Já Isabel Pires, BE, afirma que a ligação com o partido é feita através dos membros da Coordenadora Nacional que estão nos órgãos da comissão política do Bloco. É o caso da própria deputada e do deputado mais novo da Assembleia da República, Luís Monteiro. “Tentámos ao máximo fazer a ponte com a Coordenadora e os grupos de jovens que estão organizados no resto do país”, explica Isabel Pires.
Na oposição, Cristóvão Simão Ribeiro, também deputado, explica que a JSD pode apresentar “qualquer medida que entenda que seja necessária para a juventude portuguesa. Nunca foi vetada qualquer tipo de iniciativa”. Quanto às propostas concretas inscritas no Orçamento do Estado para 2017, o líder da Juventude Social-Democrata prefere atacar o global: “Não se trata de medidas avulsas. Toda a estratégia de orientação do OE está errada. Há uma devolução de rendimentos abrupta e artificial por causa dos acordos de governação”. Ou seja: “Mudaria tudo. Está errado dos pés à cabeça”, sentencia ao ECO.
A Juventude Popular não tem representação no grupo parlamentar do CDS, algo que quer mudar. “Infelizmente neste momento não temos nenhum deputado que seja militante da Juventude Popular, mas essa é uma situação que queremos que seja corrigida já na próxima legislatura. Entendemos que temos de ter uma voz no parlamento para veicular o nosso programa para que seja aprovado pela via legislativa”, considera Francisco Rodrigues dos Santos.

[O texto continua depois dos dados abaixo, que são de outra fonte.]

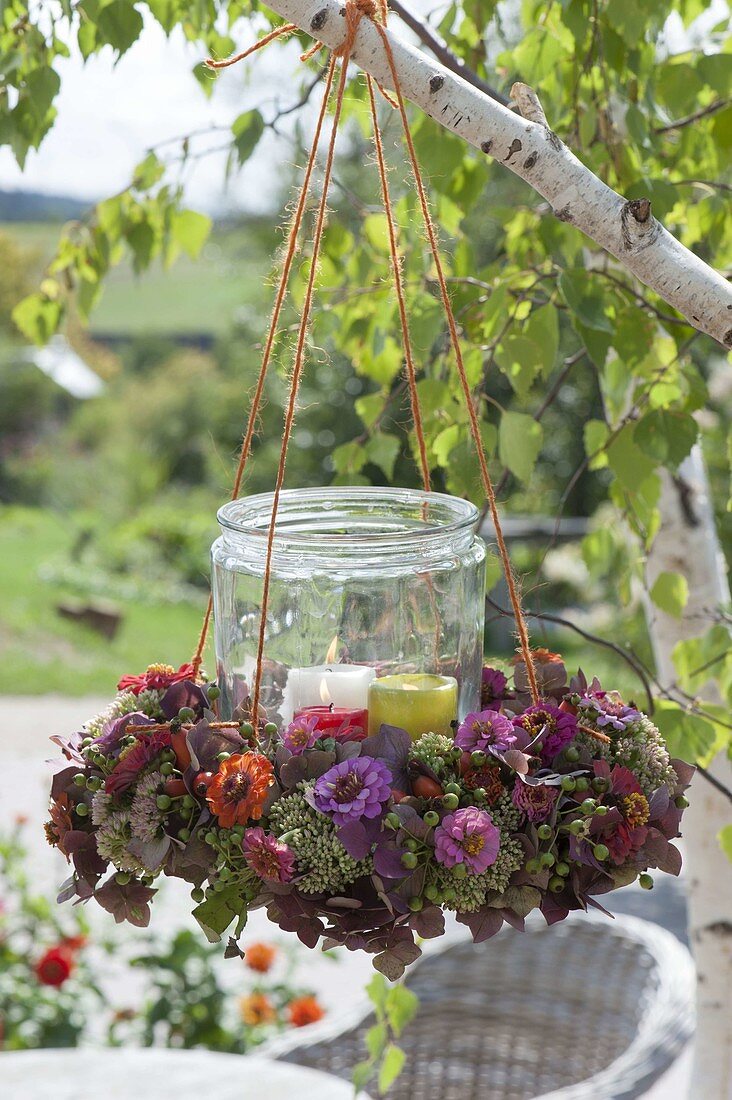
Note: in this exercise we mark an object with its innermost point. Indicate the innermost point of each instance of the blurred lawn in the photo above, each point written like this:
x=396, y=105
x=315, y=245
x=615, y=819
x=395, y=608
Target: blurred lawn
x=42, y=652
x=228, y=283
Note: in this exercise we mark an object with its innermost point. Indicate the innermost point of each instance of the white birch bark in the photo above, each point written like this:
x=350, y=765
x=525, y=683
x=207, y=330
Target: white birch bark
x=687, y=543
x=528, y=147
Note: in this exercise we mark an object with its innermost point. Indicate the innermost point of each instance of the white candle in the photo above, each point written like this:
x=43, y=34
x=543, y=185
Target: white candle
x=345, y=685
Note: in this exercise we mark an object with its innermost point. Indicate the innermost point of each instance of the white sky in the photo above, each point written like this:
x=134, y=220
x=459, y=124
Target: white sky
x=109, y=114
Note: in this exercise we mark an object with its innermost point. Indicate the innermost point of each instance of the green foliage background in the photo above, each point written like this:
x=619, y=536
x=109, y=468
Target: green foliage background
x=588, y=385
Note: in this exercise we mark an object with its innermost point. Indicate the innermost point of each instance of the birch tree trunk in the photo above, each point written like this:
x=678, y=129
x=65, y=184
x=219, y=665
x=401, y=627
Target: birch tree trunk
x=687, y=543
x=528, y=147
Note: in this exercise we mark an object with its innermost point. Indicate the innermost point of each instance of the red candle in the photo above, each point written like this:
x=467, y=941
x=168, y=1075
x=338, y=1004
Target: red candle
x=345, y=724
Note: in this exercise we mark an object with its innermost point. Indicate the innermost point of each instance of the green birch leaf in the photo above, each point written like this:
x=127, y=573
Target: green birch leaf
x=670, y=592
x=247, y=129
x=391, y=1067
x=120, y=24
x=520, y=442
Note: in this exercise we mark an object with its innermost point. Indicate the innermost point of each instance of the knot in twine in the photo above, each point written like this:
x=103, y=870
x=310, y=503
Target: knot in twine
x=352, y=12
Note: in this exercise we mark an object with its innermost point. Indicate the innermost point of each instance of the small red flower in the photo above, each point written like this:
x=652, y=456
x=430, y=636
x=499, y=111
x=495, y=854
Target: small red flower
x=156, y=678
x=260, y=957
x=55, y=966
x=305, y=1010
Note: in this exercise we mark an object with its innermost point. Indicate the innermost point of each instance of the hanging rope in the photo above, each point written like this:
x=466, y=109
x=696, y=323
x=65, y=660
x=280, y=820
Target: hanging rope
x=522, y=628
x=279, y=301
x=353, y=11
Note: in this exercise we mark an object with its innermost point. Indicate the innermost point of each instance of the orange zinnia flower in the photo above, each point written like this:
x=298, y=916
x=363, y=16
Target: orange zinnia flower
x=257, y=1009
x=260, y=957
x=304, y=1010
x=238, y=791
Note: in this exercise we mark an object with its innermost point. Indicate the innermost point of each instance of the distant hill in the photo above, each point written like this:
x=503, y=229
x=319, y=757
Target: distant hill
x=33, y=206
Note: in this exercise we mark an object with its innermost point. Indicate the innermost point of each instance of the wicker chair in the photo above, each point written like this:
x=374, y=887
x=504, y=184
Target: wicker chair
x=587, y=1009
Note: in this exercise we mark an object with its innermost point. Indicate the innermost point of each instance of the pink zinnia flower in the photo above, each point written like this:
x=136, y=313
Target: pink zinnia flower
x=468, y=836
x=352, y=790
x=556, y=727
x=301, y=734
x=490, y=729
x=266, y=856
x=535, y=801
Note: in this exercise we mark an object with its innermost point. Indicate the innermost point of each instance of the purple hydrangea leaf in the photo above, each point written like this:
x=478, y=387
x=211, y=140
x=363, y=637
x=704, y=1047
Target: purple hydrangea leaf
x=129, y=902
x=596, y=904
x=151, y=854
x=685, y=774
x=67, y=890
x=354, y=838
x=483, y=924
x=183, y=693
x=393, y=746
x=516, y=922
x=658, y=803
x=553, y=910
x=87, y=861
x=521, y=900
x=514, y=759
x=388, y=861
x=659, y=853
x=394, y=960
x=429, y=923
x=347, y=750
x=205, y=745
x=63, y=782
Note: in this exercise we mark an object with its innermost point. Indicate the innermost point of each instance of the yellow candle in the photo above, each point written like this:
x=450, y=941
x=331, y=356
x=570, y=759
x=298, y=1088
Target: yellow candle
x=419, y=703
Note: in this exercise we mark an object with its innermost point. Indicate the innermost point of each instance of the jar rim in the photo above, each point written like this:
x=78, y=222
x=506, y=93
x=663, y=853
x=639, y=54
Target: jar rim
x=446, y=517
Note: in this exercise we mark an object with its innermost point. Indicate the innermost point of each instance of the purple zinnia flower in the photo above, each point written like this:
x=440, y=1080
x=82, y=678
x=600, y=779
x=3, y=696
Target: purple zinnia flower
x=468, y=836
x=535, y=801
x=609, y=710
x=493, y=686
x=301, y=734
x=352, y=790
x=266, y=856
x=485, y=730
x=556, y=727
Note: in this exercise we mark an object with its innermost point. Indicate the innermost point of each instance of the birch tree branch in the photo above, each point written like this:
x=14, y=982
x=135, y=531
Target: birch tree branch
x=625, y=229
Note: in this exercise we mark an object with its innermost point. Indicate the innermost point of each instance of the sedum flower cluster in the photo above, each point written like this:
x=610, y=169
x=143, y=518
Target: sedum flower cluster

O líder da JP refere que, quanto ao OE2017, eliminaria o adicional ao IMI e a vontade do Governo de “taxar tudo o que mexe”. “É um OE sonâmbulo com base num cenário macroeconómico cor-de-rosa de Mário Centeno para o PS. Sem acordar para a realidade continua a mexer na economia de forma errada”, critica o centrista.
Mas Francisco Rodrigues dos Santos elenca propostas: “Uma linha de crédito público de financiamento das propinas do Ensino Superior complementado pelas bolsas de ação social; a dedução fiscal progressiva das despesas com educação, dar prioridade às bolsas de trabalho a jovens com menos rendimentos e criar uma dedução fiscal aos donativo de entidades privadas a instituições de ensino superior público ou a projetos de investigação”.